1. An apparatus comprising:

a first InDirect connect module configured for removable attachment to a first consumer electronic device; and

a second InDirect connect module configured for removable attachment to a second consumer electronic device, the first InDirect connect module including a first wireless system for transmitting a signal and the second InDirect connect module including a second wireless system for receiving the signal.

2. The apparatus of claim 1 wherein the second consumer electronic device is configured to generate an audio signal in response to the signal.

3. The apparatus of claim 1 wherein the second consumer electronic device is configured to generate a video signal in response to the signal.

4. The apparatus of claim 1, wherein the first InDirect connect module comprises a first connector; wherein the second InDirect connect module comprises a second connector; wherein the first consumer electronic device comprises a first port; wherein the second consumer electronic device comprises a second port;

wherein the first connector is removably coupled to the first port; and wherein the second connector is removably coupled to the second port.

5. An apparatus comprising:

a first InDirect connect means for removable attachment to a first consumer electronic device; and

a second InDirect connect means for removable attachment to a second consumer electronic device, the first InDirect connect means including a first wireless processing means for transmitting a signal and the second InDirect connect means including a second wireless processing means for receiving the signal.

6. The apparatus of claim 5 wherein the second consumer electronic device is configured to generate an audio signal in response to the signal.

7. The apparatus of claim 5 wherein the second consumer electronic device is configured to generate a video signal in response to the signal.

8. The apparatus of claim 5, wherein the first InDirect connect means comprises a first connector; wherein the second InDirect connect means comprises a second connector; wherein the first consumer electronic device comprises a first port; wherein the second consumer electronic device comprises a second port;

wherein the first connector is removably coupled to the first port; and wherein the second connector is removably coupled to the second port.

9. A method comprising:

providing a signal in a first consumer electronic device;

transmitting the signal from the first consumer electronic device to a first InDirect connect module that is removably coupled to the first consumer electronic device;

transmitting the signal from the first InDirect connect module to a wireless path;

receiving the signal from the wireless path to a second InDirect connect module; and

transmitting the signal from the second InDirect connect module to a second consumer electronic device that is removably coupled to the second InDirect connect module.

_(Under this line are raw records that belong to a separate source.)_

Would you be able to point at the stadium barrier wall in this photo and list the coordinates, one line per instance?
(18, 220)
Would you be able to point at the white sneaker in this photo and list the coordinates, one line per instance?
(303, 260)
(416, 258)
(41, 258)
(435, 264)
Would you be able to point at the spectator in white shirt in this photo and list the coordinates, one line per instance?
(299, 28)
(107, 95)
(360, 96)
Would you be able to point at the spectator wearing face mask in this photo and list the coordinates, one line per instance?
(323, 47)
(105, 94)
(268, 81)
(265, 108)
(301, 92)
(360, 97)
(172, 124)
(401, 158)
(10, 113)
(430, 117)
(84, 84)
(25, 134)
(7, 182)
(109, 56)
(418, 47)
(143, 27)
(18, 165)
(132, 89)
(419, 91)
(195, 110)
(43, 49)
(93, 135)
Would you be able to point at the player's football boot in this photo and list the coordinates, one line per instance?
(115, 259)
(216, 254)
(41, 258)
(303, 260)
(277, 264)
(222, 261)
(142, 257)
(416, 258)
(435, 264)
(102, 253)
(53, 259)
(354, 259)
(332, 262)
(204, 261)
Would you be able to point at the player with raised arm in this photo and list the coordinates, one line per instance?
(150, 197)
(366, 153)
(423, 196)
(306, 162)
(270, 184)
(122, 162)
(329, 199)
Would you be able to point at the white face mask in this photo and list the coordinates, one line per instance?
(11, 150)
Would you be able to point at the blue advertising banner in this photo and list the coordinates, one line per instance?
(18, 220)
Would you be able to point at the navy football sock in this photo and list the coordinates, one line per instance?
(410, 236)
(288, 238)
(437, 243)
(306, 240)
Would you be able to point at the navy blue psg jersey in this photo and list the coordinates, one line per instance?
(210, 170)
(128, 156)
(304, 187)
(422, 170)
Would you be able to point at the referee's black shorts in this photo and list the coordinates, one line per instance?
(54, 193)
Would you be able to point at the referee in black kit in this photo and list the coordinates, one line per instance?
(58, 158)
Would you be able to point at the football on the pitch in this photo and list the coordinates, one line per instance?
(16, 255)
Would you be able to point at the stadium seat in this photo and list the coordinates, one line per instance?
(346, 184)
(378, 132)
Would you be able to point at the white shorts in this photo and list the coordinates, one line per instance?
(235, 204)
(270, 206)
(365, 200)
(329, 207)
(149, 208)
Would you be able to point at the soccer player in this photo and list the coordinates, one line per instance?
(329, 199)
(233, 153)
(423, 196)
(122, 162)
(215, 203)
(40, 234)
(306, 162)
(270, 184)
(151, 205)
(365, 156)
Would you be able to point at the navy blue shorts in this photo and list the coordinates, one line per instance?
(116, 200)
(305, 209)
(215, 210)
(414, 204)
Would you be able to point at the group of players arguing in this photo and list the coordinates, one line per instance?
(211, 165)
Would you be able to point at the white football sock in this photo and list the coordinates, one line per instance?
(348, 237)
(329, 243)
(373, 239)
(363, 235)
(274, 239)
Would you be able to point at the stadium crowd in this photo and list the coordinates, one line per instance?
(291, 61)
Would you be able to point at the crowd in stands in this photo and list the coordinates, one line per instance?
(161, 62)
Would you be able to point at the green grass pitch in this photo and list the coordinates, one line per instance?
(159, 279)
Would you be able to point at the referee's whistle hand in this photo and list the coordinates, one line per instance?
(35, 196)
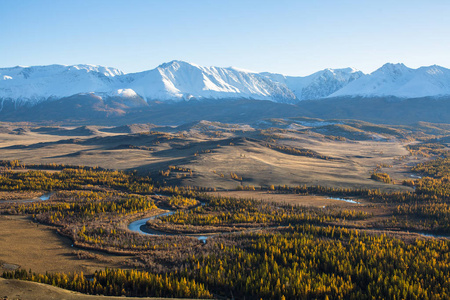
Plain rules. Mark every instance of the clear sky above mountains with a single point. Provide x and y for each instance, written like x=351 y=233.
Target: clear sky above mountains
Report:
x=290 y=37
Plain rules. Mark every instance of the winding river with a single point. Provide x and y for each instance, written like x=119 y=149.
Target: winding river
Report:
x=140 y=227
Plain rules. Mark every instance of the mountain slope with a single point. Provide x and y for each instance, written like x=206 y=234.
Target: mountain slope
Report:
x=397 y=80
x=182 y=81
x=318 y=85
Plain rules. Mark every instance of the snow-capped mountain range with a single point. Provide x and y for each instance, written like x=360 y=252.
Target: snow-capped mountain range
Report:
x=178 y=80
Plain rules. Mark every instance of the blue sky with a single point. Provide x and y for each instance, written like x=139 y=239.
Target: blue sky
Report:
x=289 y=37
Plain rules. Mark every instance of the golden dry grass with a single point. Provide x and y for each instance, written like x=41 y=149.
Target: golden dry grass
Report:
x=39 y=248
x=293 y=199
x=17 y=289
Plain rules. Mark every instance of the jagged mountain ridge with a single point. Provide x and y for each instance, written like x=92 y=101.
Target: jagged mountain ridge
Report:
x=178 y=80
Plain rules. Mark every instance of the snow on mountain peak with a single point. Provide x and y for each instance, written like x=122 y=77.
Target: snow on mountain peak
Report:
x=398 y=80
x=180 y=80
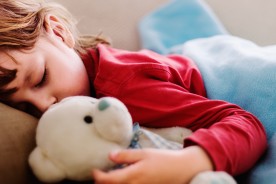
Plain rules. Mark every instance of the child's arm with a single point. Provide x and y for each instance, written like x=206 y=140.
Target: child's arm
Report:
x=156 y=166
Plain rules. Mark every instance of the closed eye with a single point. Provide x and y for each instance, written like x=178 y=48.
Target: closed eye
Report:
x=43 y=79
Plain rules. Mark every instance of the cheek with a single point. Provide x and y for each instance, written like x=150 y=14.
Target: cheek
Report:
x=72 y=81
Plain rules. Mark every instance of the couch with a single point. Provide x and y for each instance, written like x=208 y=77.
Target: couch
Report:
x=118 y=19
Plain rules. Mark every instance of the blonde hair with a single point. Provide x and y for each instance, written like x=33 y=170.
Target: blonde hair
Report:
x=22 y=21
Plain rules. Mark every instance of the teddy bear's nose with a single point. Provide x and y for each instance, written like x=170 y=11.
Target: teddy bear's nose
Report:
x=103 y=104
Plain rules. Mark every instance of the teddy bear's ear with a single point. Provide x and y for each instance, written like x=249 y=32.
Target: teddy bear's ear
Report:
x=44 y=168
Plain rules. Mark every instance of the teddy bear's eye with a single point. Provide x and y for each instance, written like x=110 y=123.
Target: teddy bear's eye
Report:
x=88 y=119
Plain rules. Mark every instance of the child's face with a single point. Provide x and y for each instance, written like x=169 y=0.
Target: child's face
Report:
x=46 y=74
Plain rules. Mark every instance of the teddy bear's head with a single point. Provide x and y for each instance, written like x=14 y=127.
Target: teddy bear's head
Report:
x=76 y=135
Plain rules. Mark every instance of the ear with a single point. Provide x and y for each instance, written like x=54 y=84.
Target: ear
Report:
x=55 y=27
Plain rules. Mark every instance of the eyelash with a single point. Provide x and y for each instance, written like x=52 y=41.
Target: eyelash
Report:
x=43 y=80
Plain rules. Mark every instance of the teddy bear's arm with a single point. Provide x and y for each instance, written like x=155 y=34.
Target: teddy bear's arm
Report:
x=44 y=168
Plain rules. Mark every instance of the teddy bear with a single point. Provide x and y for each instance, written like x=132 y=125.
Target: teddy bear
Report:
x=76 y=135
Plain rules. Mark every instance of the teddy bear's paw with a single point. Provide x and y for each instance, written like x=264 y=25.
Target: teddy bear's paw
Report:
x=211 y=177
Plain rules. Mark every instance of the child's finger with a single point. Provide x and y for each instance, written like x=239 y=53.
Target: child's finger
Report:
x=127 y=156
x=113 y=177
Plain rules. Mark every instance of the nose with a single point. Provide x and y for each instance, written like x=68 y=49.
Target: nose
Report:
x=42 y=103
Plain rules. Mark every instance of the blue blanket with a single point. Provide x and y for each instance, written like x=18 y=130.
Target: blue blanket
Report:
x=233 y=69
x=176 y=22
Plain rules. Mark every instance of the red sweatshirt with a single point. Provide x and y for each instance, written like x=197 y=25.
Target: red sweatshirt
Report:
x=166 y=91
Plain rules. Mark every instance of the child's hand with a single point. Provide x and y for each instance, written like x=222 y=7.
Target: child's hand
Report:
x=156 y=166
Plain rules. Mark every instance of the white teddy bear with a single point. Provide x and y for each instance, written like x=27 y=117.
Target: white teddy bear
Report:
x=76 y=135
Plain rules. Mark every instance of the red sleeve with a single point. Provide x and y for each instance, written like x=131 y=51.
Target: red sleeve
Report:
x=168 y=91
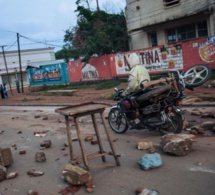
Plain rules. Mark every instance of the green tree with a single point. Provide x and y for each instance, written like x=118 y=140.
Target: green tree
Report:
x=97 y=33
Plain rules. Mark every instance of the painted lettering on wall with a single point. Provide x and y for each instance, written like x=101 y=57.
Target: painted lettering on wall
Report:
x=89 y=72
x=46 y=73
x=154 y=59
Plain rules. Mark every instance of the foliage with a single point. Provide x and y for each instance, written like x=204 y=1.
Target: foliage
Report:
x=97 y=33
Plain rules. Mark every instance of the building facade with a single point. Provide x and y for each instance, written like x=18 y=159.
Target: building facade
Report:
x=10 y=71
x=167 y=22
x=47 y=73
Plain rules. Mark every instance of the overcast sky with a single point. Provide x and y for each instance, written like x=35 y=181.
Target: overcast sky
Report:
x=42 y=21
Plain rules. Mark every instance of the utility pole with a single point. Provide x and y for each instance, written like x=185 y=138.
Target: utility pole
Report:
x=8 y=77
x=97 y=2
x=20 y=65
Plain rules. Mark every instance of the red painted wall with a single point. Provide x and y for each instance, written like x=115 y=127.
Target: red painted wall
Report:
x=188 y=53
x=191 y=53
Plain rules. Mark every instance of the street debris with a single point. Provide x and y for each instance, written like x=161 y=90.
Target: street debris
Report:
x=177 y=144
x=94 y=142
x=208 y=125
x=75 y=175
x=45 y=117
x=1 y=132
x=12 y=175
x=145 y=191
x=6 y=158
x=19 y=132
x=149 y=161
x=88 y=138
x=32 y=192
x=46 y=144
x=198 y=129
x=22 y=152
x=70 y=190
x=40 y=134
x=40 y=157
x=3 y=173
x=34 y=173
x=144 y=145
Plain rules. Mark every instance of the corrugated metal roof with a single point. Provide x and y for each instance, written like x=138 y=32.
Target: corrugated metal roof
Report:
x=42 y=63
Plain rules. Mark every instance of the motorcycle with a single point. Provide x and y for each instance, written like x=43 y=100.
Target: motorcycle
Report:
x=156 y=105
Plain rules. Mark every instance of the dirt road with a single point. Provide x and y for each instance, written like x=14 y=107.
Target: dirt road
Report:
x=191 y=174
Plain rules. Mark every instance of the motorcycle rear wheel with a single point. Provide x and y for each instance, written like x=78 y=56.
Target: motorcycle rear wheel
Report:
x=117 y=121
x=174 y=124
x=153 y=93
x=197 y=75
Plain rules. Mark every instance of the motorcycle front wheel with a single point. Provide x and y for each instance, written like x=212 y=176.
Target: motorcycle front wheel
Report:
x=197 y=75
x=174 y=123
x=117 y=121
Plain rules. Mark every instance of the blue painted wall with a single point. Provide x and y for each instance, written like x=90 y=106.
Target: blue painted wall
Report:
x=56 y=73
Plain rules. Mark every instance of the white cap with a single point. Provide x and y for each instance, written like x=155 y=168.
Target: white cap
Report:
x=133 y=60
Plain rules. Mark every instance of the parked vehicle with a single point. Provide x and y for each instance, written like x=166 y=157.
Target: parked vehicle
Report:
x=156 y=105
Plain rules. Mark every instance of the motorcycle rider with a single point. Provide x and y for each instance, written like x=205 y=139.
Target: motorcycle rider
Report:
x=137 y=74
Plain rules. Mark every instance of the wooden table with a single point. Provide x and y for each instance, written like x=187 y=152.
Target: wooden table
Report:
x=79 y=110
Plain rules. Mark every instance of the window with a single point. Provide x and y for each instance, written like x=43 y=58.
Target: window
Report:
x=154 y=41
x=202 y=29
x=187 y=32
x=171 y=35
x=169 y=3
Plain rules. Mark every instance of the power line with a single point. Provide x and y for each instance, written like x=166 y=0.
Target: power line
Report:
x=156 y=10
x=40 y=42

10. The method of claim 9 further comprising: generating an audio signal from the second consumer device in response to the signal.

11. The method of claim 9 generating a video signal from the second consumer device in response to the signal.

12. The method of claim 1, wherein the first InDirect connect module comprises a first connector; wherein the second InDirect connect module comprises a second connector; wherein the first consumer electronic device comprises a first port; wherein the second consumer electronic device comprises a second port;

wherein the method of claim 1 further comprises:

removably coupling the first connector to the first port; and removably coupling the second connector to the second port.